My next criticism on loosening the lockdown is its crudity and blindness to realities of potential violation of the basics principles of social distancing. Before easing the lockdown, the State Government needs to experiment with many scenarios of breach and compliance. For instance, the Saudi Government is currently conducting trials of social distancing models in Masjidil Haram. The Sudais-led Presidency General of the Holy Mosques is probably experimenting on how best they can handle the crowd when the Masjid is eventually unlocked. Fighting Covid-19 is achievable only when innovation and knowledge-based decision-making is embraced by governments. Anything less is tantamount to creating spikes of infections.
Your Excellency, the Kano State Government is playing Marie-Antoinette, the queen of France during the French Revolution who is notorious for saying, “let them eat cake” to the protesting French peasants that lacked bread. By asking talakawa to go to malls and supermarkets, KNSG is asking the poor to eat the cake at the time the bread is out of their reach.

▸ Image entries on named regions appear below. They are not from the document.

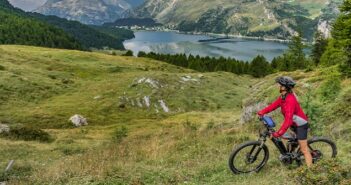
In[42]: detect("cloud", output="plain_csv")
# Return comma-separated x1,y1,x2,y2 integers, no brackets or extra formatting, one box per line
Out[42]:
9,0,46,11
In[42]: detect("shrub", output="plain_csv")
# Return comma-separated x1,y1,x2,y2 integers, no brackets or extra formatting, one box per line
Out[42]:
319,76,341,101
123,50,134,56
183,120,197,132
291,159,351,185
113,126,128,143
2,126,54,142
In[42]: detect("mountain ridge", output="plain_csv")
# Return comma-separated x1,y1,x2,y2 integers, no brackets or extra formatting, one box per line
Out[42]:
34,0,140,25
135,0,341,40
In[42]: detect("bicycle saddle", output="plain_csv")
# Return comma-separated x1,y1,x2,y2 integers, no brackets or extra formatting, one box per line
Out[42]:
282,132,296,140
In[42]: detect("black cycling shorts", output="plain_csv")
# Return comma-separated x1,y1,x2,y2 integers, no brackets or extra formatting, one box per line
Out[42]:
291,123,308,140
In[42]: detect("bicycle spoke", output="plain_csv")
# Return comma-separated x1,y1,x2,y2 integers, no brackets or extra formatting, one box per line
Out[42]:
234,145,264,173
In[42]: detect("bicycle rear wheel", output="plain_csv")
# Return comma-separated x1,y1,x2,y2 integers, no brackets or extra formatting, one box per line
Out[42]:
228,141,269,174
308,137,337,163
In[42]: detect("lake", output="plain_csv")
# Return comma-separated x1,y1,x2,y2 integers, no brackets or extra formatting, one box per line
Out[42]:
124,31,288,61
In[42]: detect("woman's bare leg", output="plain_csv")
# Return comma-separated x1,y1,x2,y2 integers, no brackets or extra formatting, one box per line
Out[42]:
299,140,312,167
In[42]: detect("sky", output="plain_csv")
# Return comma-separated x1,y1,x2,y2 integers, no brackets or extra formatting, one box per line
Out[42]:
9,0,46,11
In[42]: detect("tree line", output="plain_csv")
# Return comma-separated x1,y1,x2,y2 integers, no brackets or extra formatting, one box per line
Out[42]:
0,0,134,50
136,32,309,77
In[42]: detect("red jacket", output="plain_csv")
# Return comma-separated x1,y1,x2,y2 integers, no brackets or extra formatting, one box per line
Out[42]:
258,93,308,137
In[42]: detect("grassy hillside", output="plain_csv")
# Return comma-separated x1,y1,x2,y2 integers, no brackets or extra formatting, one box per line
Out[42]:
0,46,351,184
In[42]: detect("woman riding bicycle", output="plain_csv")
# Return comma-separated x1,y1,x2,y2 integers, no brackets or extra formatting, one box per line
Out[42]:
257,76,312,167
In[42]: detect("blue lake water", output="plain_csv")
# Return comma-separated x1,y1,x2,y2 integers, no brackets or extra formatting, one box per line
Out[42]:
124,31,288,61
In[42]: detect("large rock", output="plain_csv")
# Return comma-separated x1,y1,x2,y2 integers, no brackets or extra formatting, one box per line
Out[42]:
69,114,88,127
0,123,10,134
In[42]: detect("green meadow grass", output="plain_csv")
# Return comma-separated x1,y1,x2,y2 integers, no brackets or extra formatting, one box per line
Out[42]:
0,46,351,185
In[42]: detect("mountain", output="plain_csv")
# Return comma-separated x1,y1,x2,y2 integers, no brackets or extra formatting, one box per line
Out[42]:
35,0,142,25
0,0,134,50
135,0,341,39
0,0,83,49
28,13,134,50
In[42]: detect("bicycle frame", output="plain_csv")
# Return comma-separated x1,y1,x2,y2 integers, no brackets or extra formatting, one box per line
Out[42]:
259,125,296,155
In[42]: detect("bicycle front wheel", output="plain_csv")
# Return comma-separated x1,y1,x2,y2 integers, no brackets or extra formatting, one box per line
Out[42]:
229,141,269,174
308,137,337,163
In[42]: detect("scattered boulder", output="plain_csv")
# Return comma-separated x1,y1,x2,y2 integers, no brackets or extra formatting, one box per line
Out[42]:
131,77,162,89
240,102,266,124
0,123,10,134
69,114,88,127
118,102,126,109
159,100,169,113
94,95,101,100
180,75,199,82
144,96,151,108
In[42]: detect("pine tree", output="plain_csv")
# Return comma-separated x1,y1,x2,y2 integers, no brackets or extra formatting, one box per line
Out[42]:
251,55,272,77
287,34,306,70
311,31,328,65
332,0,351,77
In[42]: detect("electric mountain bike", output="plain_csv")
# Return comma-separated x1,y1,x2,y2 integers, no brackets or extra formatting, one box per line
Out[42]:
229,116,337,174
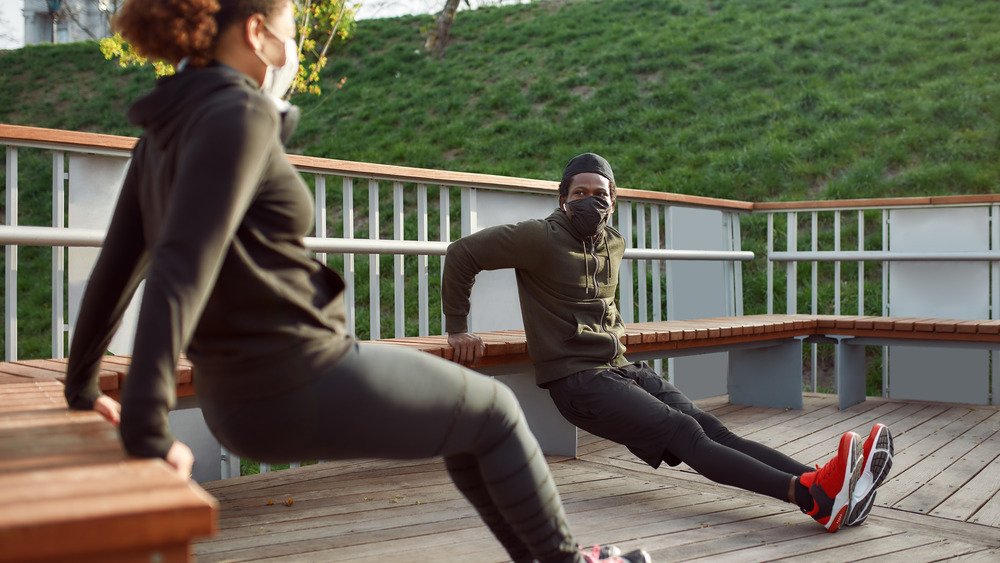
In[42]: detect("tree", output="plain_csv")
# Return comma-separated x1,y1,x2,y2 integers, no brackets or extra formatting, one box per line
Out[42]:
424,0,472,57
100,0,359,97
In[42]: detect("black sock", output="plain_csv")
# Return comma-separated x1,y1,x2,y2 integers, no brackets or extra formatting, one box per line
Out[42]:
795,477,813,512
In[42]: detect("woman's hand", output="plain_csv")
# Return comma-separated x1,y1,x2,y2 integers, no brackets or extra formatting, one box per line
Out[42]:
167,441,194,479
448,332,486,366
94,395,122,426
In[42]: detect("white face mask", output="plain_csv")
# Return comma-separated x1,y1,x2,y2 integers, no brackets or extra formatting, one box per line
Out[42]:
255,25,299,109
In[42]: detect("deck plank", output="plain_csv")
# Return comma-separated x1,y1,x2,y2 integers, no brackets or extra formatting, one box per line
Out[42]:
194,395,1000,563
895,412,1000,520
878,408,995,509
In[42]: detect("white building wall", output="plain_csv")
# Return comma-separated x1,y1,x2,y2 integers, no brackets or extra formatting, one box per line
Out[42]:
23,0,114,45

More so, the distribution of the population and the location of the supermarkets is disproportionate. This further brings to fore the failure of urban planning in Kano and manifestations of that into social inequality.
At the moment, the wisest thing to do is to borrow a model of European open street markets where for instance, trucks and mini trucks in their hundreds can be strategically located at major urban hubs and nodes where market people from Sabon Gari, Dawanau, Rimi, Yan Kaba and others can sell grains, vegetables, and other essentials from 6 am to 10 am under strict social distancing guidelines. Indeed, this can be promoting a shared economy system where our transporters and traders can jointly benefit.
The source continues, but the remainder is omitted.